The orchard will include a food forest, an edible garden, educational and event spaces, a local food information centre, an outdoor amphitheatre, dome greenhouse and a café.
After construction commenced in June 2019, foundations were laid and above-ground structural steel work began on the Cambridge Terrace site. Activity paused when the project hit a funding roadblock that September.
A scaled-back version of the project resumed last month following a $150,000 lottery grant and is expected to be completed by the end of the year.
Once completed, the orchard will include a food forest and free edible garden, educational and event spaces, a local food information centre, an outdoor amphitheatre, dome greenhouse and a café.
The site will also feature composting toilets, a green roof, and storm water retention and recycling system for irrigation.
“The photo voltaic solar array will have to wait at this stage, but we will make sure that the building is solar ready so that it can be added without fuss at a future time – hopefully during construction as support and excitement grows,” Chair of the Ōtākaro Orchard Project Control Group Murray James says.

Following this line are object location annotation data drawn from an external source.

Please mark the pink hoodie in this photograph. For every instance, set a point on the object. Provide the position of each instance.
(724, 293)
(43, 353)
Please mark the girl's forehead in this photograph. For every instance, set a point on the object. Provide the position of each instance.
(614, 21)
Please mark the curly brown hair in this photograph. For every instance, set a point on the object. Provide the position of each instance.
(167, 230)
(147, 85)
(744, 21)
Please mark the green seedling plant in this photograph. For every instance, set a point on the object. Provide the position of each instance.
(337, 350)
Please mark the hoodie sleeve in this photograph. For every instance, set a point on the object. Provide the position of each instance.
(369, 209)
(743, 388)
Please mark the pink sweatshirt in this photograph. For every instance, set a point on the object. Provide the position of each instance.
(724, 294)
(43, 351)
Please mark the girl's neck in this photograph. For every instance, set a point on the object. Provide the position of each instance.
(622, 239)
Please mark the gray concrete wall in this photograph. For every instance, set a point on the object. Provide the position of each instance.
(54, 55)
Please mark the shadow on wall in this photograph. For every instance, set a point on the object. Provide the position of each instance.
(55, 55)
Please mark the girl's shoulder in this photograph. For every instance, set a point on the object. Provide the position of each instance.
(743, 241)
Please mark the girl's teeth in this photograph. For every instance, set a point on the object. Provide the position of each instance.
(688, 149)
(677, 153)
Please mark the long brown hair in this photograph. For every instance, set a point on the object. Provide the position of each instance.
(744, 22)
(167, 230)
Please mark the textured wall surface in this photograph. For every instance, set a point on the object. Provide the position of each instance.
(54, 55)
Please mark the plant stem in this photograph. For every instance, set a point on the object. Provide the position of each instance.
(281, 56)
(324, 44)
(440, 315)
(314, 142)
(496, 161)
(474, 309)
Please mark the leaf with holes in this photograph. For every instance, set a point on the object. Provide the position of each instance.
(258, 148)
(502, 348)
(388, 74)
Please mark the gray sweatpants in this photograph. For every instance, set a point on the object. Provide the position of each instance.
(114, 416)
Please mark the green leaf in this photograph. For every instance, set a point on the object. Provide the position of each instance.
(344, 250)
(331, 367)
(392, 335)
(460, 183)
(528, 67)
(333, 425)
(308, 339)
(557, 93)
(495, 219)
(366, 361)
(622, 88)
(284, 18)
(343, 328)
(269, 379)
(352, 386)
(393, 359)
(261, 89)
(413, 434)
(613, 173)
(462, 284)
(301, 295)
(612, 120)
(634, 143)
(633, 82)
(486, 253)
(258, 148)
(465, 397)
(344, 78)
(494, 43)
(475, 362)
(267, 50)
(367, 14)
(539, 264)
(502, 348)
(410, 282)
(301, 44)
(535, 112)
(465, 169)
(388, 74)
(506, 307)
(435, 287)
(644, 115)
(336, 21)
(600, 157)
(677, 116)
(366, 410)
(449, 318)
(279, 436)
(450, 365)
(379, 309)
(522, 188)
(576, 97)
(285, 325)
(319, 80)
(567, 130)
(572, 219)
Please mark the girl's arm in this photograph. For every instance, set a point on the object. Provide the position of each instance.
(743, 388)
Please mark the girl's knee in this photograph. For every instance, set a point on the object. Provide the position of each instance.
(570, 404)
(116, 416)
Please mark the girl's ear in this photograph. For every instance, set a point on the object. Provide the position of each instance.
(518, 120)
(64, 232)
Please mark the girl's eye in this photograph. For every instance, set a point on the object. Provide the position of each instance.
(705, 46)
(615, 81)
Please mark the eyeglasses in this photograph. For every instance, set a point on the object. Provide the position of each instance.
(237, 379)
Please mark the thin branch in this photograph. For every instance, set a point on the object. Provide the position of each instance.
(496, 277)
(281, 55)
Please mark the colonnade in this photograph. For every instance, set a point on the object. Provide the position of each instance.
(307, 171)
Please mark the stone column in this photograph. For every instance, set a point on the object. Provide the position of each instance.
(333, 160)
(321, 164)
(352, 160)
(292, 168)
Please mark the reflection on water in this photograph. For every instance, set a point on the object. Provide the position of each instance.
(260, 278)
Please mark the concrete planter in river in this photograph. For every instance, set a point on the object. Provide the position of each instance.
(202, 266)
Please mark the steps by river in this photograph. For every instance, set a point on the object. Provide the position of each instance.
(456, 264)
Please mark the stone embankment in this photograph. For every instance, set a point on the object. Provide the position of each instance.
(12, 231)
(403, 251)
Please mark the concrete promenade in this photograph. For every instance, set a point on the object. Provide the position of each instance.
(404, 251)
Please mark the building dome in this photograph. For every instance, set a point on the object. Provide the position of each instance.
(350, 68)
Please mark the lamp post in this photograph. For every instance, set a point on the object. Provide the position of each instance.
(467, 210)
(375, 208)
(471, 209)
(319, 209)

He says there is an approximately $120,000 funding shortfall, which the board hopes to bridge with donations and “assistance from the construction supply chain”.
“The team is pleased that within our substantially lowered budget we have been able to retain many of the sustainable and exemplar feature that were part of the original design,” he says.
The Ōtākaro Orchard is a project of the Food Resilience Network, an organisation centred around the philosophy of creating accessible and sustainable food sources.
The project emerged from the council’s post-earthquake Share an Idea campaign, which invited locals to submit concepts for a rebuilt central city.